WARNING: Do NOT select the Proceed without a key pair option. If you launch your instance without a key pair, then you can’t connect to it.

After making your key pair selection, choose Launch Instances.

It can take a few minutes for the instance to be ready so that you can connect to it. Check that your instance has passed its status checks. You can view this information in the Status Checks column.

Custom Service file with EIA

You use two different processing contexts with MXNet and EIA 1. mxnet.cpu() - used for loading up input data 2. mxnet.eia() - used for binding network symbols and params to an attached EIA instance

We modify the base model service template to support EIA.

    def initialize(self, context):
        # NOT COMPLETE CODE, refer template above for it.
        #....
        #....
        #....           
        # Load MXNet module
        # Symbol Context set to eia
        self.mxnet_ctx = mx.eia()
        self.data_ctx = mx.cpu()
        sym, arg_params, aux_params = mx.model.load_checkpoint(checkpoint_prefix, self.epoch)

        # noinspection PyTypeChecker
        self.mx_model = mx.mod.Module(symbol=sym, context=self.mxnet_ctx,
                                      data_names=data_names, label_names=None)
        self.mx_model.bind(for_training=False, data_shapes=data_shapes)
        self.mx_model.set_params(arg_params, aux_params, allow_missing=True, allow_extra=True)
    
    def inference(self, model_input):
        # NOT COMPLETE CODE, refer template above for it.
        #....
        #....
        #....     
        model_input = [item.as_in_context(self.data_ctx) for item in model_input]

The above code shows initialization of two contexts, one for data (on CPU) and other for symbols (on EIA).

Once we have the code ready.
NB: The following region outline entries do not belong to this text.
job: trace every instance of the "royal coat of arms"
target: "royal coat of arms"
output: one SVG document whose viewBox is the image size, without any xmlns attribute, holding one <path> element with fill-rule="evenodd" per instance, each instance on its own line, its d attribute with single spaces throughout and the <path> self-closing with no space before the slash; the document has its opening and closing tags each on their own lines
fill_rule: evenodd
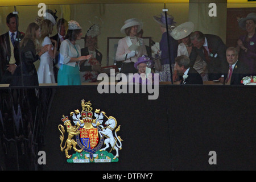
<svg viewBox="0 0 256 182">
<path fill-rule="evenodd" d="M 118 162 L 119 150 L 122 149 L 123 140 L 117 134 L 120 130 L 120 125 L 114 130 L 117 125 L 115 118 L 112 116 L 108 117 L 100 109 L 96 109 L 93 114 L 91 106 L 90 101 L 85 102 L 82 100 L 82 111 L 80 112 L 76 109 L 70 113 L 72 121 L 68 116 L 63 115 L 61 121 L 66 127 L 68 136 L 64 144 L 65 127 L 59 125 L 59 130 L 61 133 L 60 136 L 60 150 L 65 151 L 69 163 Z M 105 118 L 107 121 L 105 122 L 106 126 L 104 127 L 102 123 Z M 104 145 L 106 146 L 102 148 Z M 109 152 L 106 151 L 106 150 L 110 147 Z M 72 147 L 76 152 L 69 155 L 68 151 Z M 115 155 L 111 153 L 113 149 L 115 150 Z"/>
</svg>

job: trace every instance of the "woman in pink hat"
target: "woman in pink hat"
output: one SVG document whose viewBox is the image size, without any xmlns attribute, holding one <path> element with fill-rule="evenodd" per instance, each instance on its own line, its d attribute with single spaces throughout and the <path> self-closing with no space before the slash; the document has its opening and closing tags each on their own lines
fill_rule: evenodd
<svg viewBox="0 0 256 182">
<path fill-rule="evenodd" d="M 126 36 L 118 41 L 115 59 L 122 61 L 121 72 L 125 74 L 134 73 L 137 70 L 134 64 L 138 61 L 138 57 L 147 55 L 147 51 L 143 39 L 137 37 L 137 32 L 142 28 L 142 23 L 136 18 L 126 20 L 121 28 L 121 32 Z"/>
<path fill-rule="evenodd" d="M 247 32 L 237 41 L 239 59 L 249 67 L 251 76 L 256 75 L 256 13 L 249 13 L 238 22 L 239 26 Z"/>
</svg>

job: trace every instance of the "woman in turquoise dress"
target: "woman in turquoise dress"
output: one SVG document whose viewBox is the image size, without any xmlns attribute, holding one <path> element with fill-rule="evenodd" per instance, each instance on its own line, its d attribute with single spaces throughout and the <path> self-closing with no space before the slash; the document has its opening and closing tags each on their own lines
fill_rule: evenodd
<svg viewBox="0 0 256 182">
<path fill-rule="evenodd" d="M 79 61 L 87 60 L 92 55 L 81 56 L 81 48 L 76 41 L 82 37 L 82 28 L 74 20 L 68 22 L 68 30 L 60 48 L 58 85 L 80 85 Z"/>
</svg>

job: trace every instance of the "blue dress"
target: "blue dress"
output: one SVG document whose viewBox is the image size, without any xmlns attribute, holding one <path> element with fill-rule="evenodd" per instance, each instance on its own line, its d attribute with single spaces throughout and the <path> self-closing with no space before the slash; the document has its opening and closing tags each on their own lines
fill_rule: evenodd
<svg viewBox="0 0 256 182">
<path fill-rule="evenodd" d="M 80 85 L 79 63 L 69 63 L 71 57 L 81 56 L 79 45 L 72 44 L 68 39 L 64 40 L 60 45 L 59 56 L 58 85 Z"/>
</svg>

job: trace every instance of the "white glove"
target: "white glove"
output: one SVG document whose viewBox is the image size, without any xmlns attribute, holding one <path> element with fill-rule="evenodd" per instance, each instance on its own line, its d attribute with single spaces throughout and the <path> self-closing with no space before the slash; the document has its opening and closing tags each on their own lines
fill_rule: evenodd
<svg viewBox="0 0 256 182">
<path fill-rule="evenodd" d="M 130 59 L 133 56 L 134 56 L 135 55 L 135 51 L 131 51 L 130 52 L 128 53 L 127 54 L 127 59 Z"/>
</svg>

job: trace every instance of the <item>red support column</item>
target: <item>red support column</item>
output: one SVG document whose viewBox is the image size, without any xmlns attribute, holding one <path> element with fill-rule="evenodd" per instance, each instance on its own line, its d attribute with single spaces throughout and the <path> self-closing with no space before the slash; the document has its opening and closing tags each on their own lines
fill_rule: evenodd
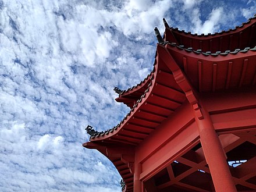
<svg viewBox="0 0 256 192">
<path fill-rule="evenodd" d="M 202 119 L 195 112 L 201 143 L 216 192 L 237 191 L 226 161 L 226 154 L 212 125 L 209 113 L 200 108 Z"/>
<path fill-rule="evenodd" d="M 143 189 L 142 182 L 140 180 L 140 175 L 141 173 L 141 164 L 139 163 L 137 159 L 136 154 L 135 154 L 134 161 L 134 174 L 133 179 L 133 191 L 134 192 L 142 192 L 144 191 Z"/>
</svg>

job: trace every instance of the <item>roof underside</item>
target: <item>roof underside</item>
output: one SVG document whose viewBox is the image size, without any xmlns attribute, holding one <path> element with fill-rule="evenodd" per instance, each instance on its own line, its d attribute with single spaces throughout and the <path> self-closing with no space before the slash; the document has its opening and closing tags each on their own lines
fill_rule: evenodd
<svg viewBox="0 0 256 192">
<path fill-rule="evenodd" d="M 176 42 L 185 48 L 202 52 L 231 51 L 236 49 L 244 49 L 256 45 L 256 17 L 250 18 L 247 22 L 234 29 L 208 34 L 193 34 L 190 32 L 180 31 L 177 28 L 166 28 L 165 41 Z"/>
<path fill-rule="evenodd" d="M 255 89 L 255 21 L 254 17 L 236 30 L 200 37 L 166 29 L 166 41 L 170 33 L 179 41 L 158 44 L 151 73 L 116 99 L 129 106 L 130 111 L 119 125 L 104 132 L 96 131 L 90 141 L 83 144 L 97 148 L 113 162 L 126 184 L 126 191 L 133 190 L 133 174 L 122 157 L 109 156 L 102 147 L 118 144 L 134 148 L 186 100 L 168 64 L 162 60 L 159 47 L 166 49 L 200 93 Z M 243 49 L 235 51 L 238 48 Z"/>
</svg>

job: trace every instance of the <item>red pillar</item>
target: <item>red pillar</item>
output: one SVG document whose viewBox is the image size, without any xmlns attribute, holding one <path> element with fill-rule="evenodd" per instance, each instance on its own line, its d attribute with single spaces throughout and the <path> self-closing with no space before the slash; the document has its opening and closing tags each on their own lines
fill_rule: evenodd
<svg viewBox="0 0 256 192">
<path fill-rule="evenodd" d="M 141 192 L 144 191 L 143 189 L 142 182 L 140 180 L 140 175 L 141 173 L 141 164 L 136 161 L 136 156 L 134 161 L 134 174 L 133 179 L 133 191 Z"/>
<path fill-rule="evenodd" d="M 199 119 L 195 114 L 201 143 L 205 159 L 216 192 L 237 191 L 226 162 L 226 154 L 212 125 L 209 113 L 204 107 L 201 109 L 202 116 Z"/>
</svg>

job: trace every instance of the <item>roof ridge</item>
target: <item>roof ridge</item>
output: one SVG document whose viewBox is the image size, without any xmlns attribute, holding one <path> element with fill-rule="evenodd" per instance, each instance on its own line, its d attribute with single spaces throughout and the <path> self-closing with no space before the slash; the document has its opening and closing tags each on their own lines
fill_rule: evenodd
<svg viewBox="0 0 256 192">
<path fill-rule="evenodd" d="M 185 48 L 184 45 L 178 45 L 176 42 L 169 42 L 168 41 L 166 41 L 165 42 L 165 45 L 166 44 L 170 45 L 172 47 L 176 47 L 177 48 L 181 50 L 184 49 L 188 52 L 194 52 L 197 54 L 202 54 L 205 56 L 212 55 L 216 56 L 218 55 L 225 56 L 225 55 L 227 55 L 229 54 L 234 55 L 238 52 L 246 53 L 249 50 L 253 51 L 256 51 L 256 46 L 255 46 L 253 48 L 247 47 L 244 48 L 244 49 L 236 49 L 234 51 L 231 51 L 230 50 L 226 50 L 225 52 L 216 51 L 215 53 L 212 53 L 211 51 L 202 52 L 201 49 L 194 50 L 193 49 L 192 47 L 189 47 L 187 48 Z"/>
<path fill-rule="evenodd" d="M 179 30 L 178 27 L 175 27 L 175 27 L 169 27 L 168 24 L 167 23 L 166 20 L 165 19 L 165 18 L 163 18 L 163 24 L 165 25 L 165 27 L 166 29 L 168 29 L 174 31 L 177 31 L 179 33 L 184 33 L 185 34 L 190 34 L 192 36 L 197 36 L 197 37 L 208 37 L 208 36 L 210 36 L 210 35 L 214 36 L 215 35 L 221 34 L 222 34 L 223 33 L 229 33 L 230 31 L 235 31 L 237 29 L 243 27 L 243 26 L 245 24 L 249 23 L 251 22 L 251 20 L 254 20 L 254 19 L 256 19 L 256 14 L 254 15 L 254 17 L 249 18 L 247 20 L 247 21 L 242 23 L 242 24 L 241 25 L 236 26 L 234 29 L 229 29 L 227 30 L 222 30 L 222 31 L 221 31 L 220 32 L 215 32 L 213 34 L 212 34 L 211 33 L 209 33 L 207 34 L 205 34 L 204 33 L 202 33 L 201 34 L 197 34 L 196 33 L 193 34 L 193 33 L 191 33 L 191 31 L 187 31 L 187 31 L 185 31 L 184 30 Z"/>
<path fill-rule="evenodd" d="M 154 66 L 154 68 L 152 71 L 152 72 L 155 71 L 155 66 Z M 153 73 L 154 73 L 154 72 L 153 72 Z M 103 136 L 105 134 L 108 135 L 109 133 L 113 133 L 113 131 L 115 130 L 117 130 L 118 128 L 121 126 L 121 124 L 123 123 L 123 122 L 127 118 L 128 116 L 129 116 L 131 114 L 131 113 L 134 111 L 134 109 L 136 108 L 137 108 L 137 106 L 138 106 L 138 104 L 141 102 L 143 98 L 144 97 L 145 97 L 146 93 L 147 92 L 148 92 L 148 91 L 150 90 L 150 87 L 151 87 L 152 86 L 152 80 L 153 79 L 154 79 L 154 75 L 152 75 L 152 76 L 150 77 L 151 81 L 148 84 L 148 88 L 145 90 L 145 91 L 144 91 L 144 93 L 137 101 L 136 103 L 133 105 L 133 107 L 130 110 L 130 111 L 128 112 L 128 113 L 125 116 L 125 118 L 123 118 L 123 119 L 119 123 L 118 123 L 116 126 L 112 127 L 112 129 L 108 129 L 108 130 L 105 130 L 105 131 L 102 131 L 101 132 L 98 132 L 97 131 L 94 130 L 95 132 L 93 134 L 91 135 L 91 136 L 90 137 L 90 141 L 91 141 L 91 138 L 94 138 L 95 137 L 99 137 L 99 136 Z M 90 127 L 91 127 L 91 126 L 90 126 Z"/>
</svg>

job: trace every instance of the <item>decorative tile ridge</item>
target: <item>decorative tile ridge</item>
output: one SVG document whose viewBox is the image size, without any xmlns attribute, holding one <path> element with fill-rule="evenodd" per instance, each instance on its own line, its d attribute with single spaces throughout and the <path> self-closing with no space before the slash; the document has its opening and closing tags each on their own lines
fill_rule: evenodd
<svg viewBox="0 0 256 192">
<path fill-rule="evenodd" d="M 187 48 L 186 48 L 184 45 L 178 45 L 176 42 L 167 42 L 166 44 L 168 45 L 170 45 L 172 47 L 175 47 L 178 49 L 180 50 L 185 50 L 187 52 L 194 52 L 196 54 L 202 54 L 205 56 L 209 56 L 212 55 L 214 56 L 217 56 L 218 55 L 222 55 L 225 56 L 228 54 L 232 54 L 235 55 L 237 54 L 238 52 L 241 52 L 241 53 L 246 53 L 248 51 L 256 51 L 256 46 L 254 47 L 253 48 L 251 48 L 248 47 L 246 47 L 244 49 L 236 49 L 234 51 L 231 51 L 230 50 L 226 50 L 225 52 L 222 52 L 221 51 L 216 51 L 216 52 L 211 52 L 211 51 L 207 51 L 207 52 L 202 52 L 201 49 L 197 49 L 194 50 L 192 47 L 189 47 Z"/>
<path fill-rule="evenodd" d="M 207 34 L 205 34 L 204 33 L 202 33 L 201 34 L 198 34 L 197 33 L 193 34 L 193 33 L 191 33 L 191 31 L 186 32 L 184 30 L 179 30 L 179 29 L 177 27 L 175 27 L 175 28 L 172 27 L 170 27 L 169 26 L 168 24 L 167 23 L 166 21 L 165 20 L 165 18 L 163 19 L 163 24 L 165 25 L 165 28 L 166 28 L 168 29 L 169 29 L 170 30 L 172 30 L 173 31 L 175 31 L 175 32 L 177 31 L 177 32 L 178 32 L 179 33 L 184 33 L 186 35 L 190 34 L 190 35 L 191 35 L 192 36 L 208 37 L 208 36 L 214 36 L 214 35 L 217 35 L 217 34 L 223 34 L 224 33 L 229 33 L 230 31 L 234 31 L 234 31 L 236 31 L 236 30 L 237 29 L 243 28 L 245 24 L 250 23 L 251 20 L 254 20 L 254 19 L 256 19 L 256 14 L 254 15 L 254 17 L 249 18 L 247 21 L 246 21 L 246 22 L 245 22 L 244 23 L 242 23 L 242 24 L 240 26 L 236 26 L 236 27 L 234 29 L 229 29 L 227 30 L 226 30 L 226 31 L 225 30 L 223 30 L 223 31 L 220 31 L 220 32 L 215 32 L 214 34 L 211 34 L 211 33 L 208 33 Z"/>
<path fill-rule="evenodd" d="M 155 67 L 154 67 L 153 71 L 155 71 Z M 147 93 L 148 93 L 150 90 L 150 87 L 152 86 L 152 80 L 154 79 L 154 74 L 152 74 L 151 77 L 150 78 L 150 83 L 148 85 L 147 88 L 145 90 L 144 93 L 141 96 L 140 98 L 138 99 L 136 103 L 133 105 L 133 107 L 130 110 L 128 113 L 125 116 L 125 118 L 120 121 L 120 122 L 116 126 L 113 127 L 112 129 L 108 129 L 105 131 L 98 132 L 95 131 L 93 129 L 93 127 L 88 125 L 87 127 L 86 128 L 86 130 L 87 131 L 87 133 L 90 135 L 90 141 L 92 139 L 94 139 L 95 138 L 98 138 L 100 136 L 104 136 L 104 135 L 108 135 L 109 133 L 112 133 L 115 130 L 117 130 L 118 127 L 121 126 L 121 125 L 124 123 L 124 122 L 127 119 L 128 116 L 130 116 L 134 109 L 138 106 L 139 103 L 141 102 L 142 99 L 146 95 Z"/>
<path fill-rule="evenodd" d="M 114 88 L 114 91 L 116 93 L 118 93 L 119 94 L 119 97 L 122 97 L 122 95 L 123 95 L 124 94 L 128 93 L 128 92 L 130 91 L 133 91 L 134 89 L 136 88 L 137 87 L 138 87 L 138 86 L 141 86 L 144 83 L 147 83 L 147 81 L 148 81 L 148 80 L 150 78 L 150 77 L 152 76 L 152 75 L 154 73 L 154 69 L 152 70 L 151 70 L 151 72 L 150 72 L 150 74 L 148 74 L 146 77 L 144 78 L 144 79 L 143 80 L 142 80 L 141 81 L 140 81 L 138 84 L 137 84 L 136 86 L 133 86 L 132 87 L 130 87 L 128 89 L 126 90 L 120 90 L 120 91 L 119 91 L 119 93 L 117 92 L 116 90 L 115 90 L 115 89 L 116 88 L 116 87 L 115 87 Z M 118 87 L 116 87 L 118 88 Z"/>
</svg>

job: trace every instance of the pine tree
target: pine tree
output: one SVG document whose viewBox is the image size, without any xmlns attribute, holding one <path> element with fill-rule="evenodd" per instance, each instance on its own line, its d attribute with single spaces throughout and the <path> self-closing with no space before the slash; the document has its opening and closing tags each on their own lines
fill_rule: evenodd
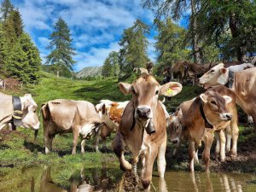
<svg viewBox="0 0 256 192">
<path fill-rule="evenodd" d="M 102 66 L 102 75 L 105 78 L 110 77 L 113 75 L 113 67 L 112 65 L 110 63 L 110 60 L 108 57 Z"/>
<path fill-rule="evenodd" d="M 28 75 L 30 83 L 38 83 L 41 66 L 39 51 L 27 33 L 23 33 L 20 36 L 20 43 L 28 61 L 28 67 L 24 68 L 24 72 Z"/>
<path fill-rule="evenodd" d="M 14 10 L 14 5 L 9 0 L 3 0 L 1 3 L 0 12 L 2 13 L 1 20 L 6 20 L 7 17 Z"/>
<path fill-rule="evenodd" d="M 140 20 L 137 20 L 131 27 L 124 31 L 119 43 L 122 47 L 120 68 L 127 74 L 131 74 L 134 67 L 145 67 L 149 61 L 147 54 L 148 41 L 145 37 L 148 32 L 148 26 Z"/>
<path fill-rule="evenodd" d="M 50 35 L 50 42 L 48 49 L 54 49 L 46 57 L 46 64 L 55 65 L 57 68 L 57 77 L 61 67 L 73 70 L 75 61 L 73 56 L 75 55 L 74 49 L 72 48 L 70 30 L 61 18 L 55 23 L 55 31 Z"/>
</svg>

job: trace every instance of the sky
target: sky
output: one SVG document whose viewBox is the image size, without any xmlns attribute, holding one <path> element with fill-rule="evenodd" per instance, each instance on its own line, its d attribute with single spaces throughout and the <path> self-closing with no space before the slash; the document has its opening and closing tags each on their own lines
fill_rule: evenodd
<svg viewBox="0 0 256 192">
<path fill-rule="evenodd" d="M 154 14 L 143 9 L 140 0 L 11 0 L 18 8 L 28 32 L 40 51 L 43 64 L 50 50 L 49 37 L 61 17 L 69 26 L 77 55 L 74 71 L 85 67 L 102 66 L 111 51 L 118 51 L 124 29 L 137 19 L 153 26 Z M 152 27 L 147 37 L 148 57 L 155 61 Z"/>
</svg>

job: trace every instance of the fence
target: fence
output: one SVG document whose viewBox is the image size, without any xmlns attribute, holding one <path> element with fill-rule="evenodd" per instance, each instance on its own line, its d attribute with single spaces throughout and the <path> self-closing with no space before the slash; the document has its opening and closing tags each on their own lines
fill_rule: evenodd
<svg viewBox="0 0 256 192">
<path fill-rule="evenodd" d="M 23 84 L 16 79 L 0 79 L 0 88 L 3 90 L 22 90 Z"/>
</svg>

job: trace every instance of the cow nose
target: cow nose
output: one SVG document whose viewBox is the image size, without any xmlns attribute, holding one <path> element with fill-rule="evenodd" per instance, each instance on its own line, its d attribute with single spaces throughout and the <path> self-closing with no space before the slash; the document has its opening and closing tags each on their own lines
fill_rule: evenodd
<svg viewBox="0 0 256 192">
<path fill-rule="evenodd" d="M 150 114 L 150 108 L 147 107 L 138 107 L 137 108 L 138 117 L 148 119 Z"/>
<path fill-rule="evenodd" d="M 229 120 L 231 120 L 231 119 L 232 119 L 232 114 L 230 114 L 230 113 L 226 113 L 226 118 L 227 118 Z"/>
</svg>

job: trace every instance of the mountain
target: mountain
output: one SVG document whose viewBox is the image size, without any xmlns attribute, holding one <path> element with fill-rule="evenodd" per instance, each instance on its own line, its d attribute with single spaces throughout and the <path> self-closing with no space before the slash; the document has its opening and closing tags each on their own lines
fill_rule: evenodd
<svg viewBox="0 0 256 192">
<path fill-rule="evenodd" d="M 102 67 L 88 67 L 76 73 L 77 78 L 102 76 Z"/>
</svg>

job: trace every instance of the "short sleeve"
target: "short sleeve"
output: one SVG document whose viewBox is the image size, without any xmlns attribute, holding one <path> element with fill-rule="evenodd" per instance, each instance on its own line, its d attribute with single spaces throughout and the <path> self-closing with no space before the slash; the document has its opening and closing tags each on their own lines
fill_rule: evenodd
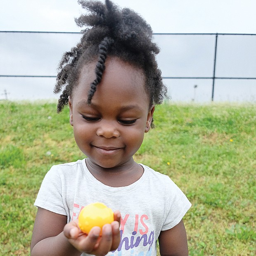
<svg viewBox="0 0 256 256">
<path fill-rule="evenodd" d="M 56 166 L 53 166 L 45 176 L 34 205 L 66 216 L 62 195 L 62 180 Z"/>
<path fill-rule="evenodd" d="M 191 206 L 191 204 L 183 192 L 171 179 L 169 184 L 166 218 L 162 227 L 162 231 L 172 228 L 178 224 Z"/>
</svg>

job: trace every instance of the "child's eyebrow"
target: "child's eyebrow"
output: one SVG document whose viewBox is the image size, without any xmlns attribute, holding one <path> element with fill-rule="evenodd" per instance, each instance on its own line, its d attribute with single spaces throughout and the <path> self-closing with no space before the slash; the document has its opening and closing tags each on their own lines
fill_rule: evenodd
<svg viewBox="0 0 256 256">
<path fill-rule="evenodd" d="M 98 104 L 95 104 L 95 103 L 93 103 L 92 102 L 89 104 L 87 100 L 81 100 L 79 101 L 77 103 L 77 106 L 78 108 L 83 107 L 85 106 L 90 106 L 93 108 L 97 109 L 100 107 L 100 106 Z M 137 105 L 128 105 L 127 106 L 121 106 L 120 108 L 119 108 L 119 109 L 121 111 L 126 111 L 130 110 L 130 109 L 137 110 L 138 111 L 141 111 L 143 110 L 142 108 Z"/>
</svg>

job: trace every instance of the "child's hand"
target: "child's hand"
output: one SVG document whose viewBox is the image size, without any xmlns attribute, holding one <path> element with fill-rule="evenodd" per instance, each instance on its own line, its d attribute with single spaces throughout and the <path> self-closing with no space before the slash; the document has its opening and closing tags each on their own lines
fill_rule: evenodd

We can build a model archive consumable by MMS, using the model-archiver. The model-archiver tool enables to build to an archive understood by MMS.

model-archiver --model-name <model-name> --handler model_service:handle --export-path <output-dir> --model-path <model_dir> --runtime python

This will create file <model-name>.mar in the directory <output-dir>.

Running elastic inference on a resnet-152

A pre-built ResNet-152 model archive that uses Amazon Elastic Inference can be downloaded using the following command:

$ wget https://s3.amazonaws.com/model-server/model_archive_1.0/resnet-152-eia.mar

NOTE: The above archive will only work on EIA-enabled instances.

Start the EIA-enabled EC2 instance. If using a Deep Learning AMI, there are two Conda environments (one for Python 2 and one for Python 3), both of which come with MXNet built will EI support and Multi Model Server. Either of the two can be used.

# python 3 
$ source activate amazonei_mxnet_p36

# python 2 
$ source activate amazonei_mxnet_p27

After entering one of the Conda environments, we start MMS, with Resnet-152 EIA model:

# Start MMS
$ multi-model-server --start  --models resnet-152=https://s3.amazonaws.com/model-server/model_archive_1.0/resnet-152-eia.mar

Now the model is ready for some inference requests. Let us download a kitten image for classification:

$ curl -O https://s3.amazonaws.com/model-server/inputs/kitten.jpg
$ curl -X POST http://127.0.0.1:8080/predictions/resnet-152 -T kitten.jpg

The predict endpoint will return a prediction response in JSON. It will look something like the following result:

[
  {
    "probability": 0.7148934602737427,
    "class": "n02123045 tabby, tabby cat"
  },
  {
    "probability": 0.22877734899520874,
    "class": "n02123159 tiger cat"
  },
  {
    "probability": 0.04032360762357712,
    "class": "n02124075 Egyptian cat"
  },
  {
    "probability": 0.008370809257030487,
    "class": "n02127052 lynx, catamount"
  },
  {
    "probability": 0.0006728142034262419,
    "class": "n02129604 tiger, Panthera tigris"
  }
]

ResNet-152 identified the tabby cat using Elastic Inference Accelerator while being hosted on MMS. Serving on Amazon EI instances reduces inference costs while benefiting from the performance of a GPU for inference tasks.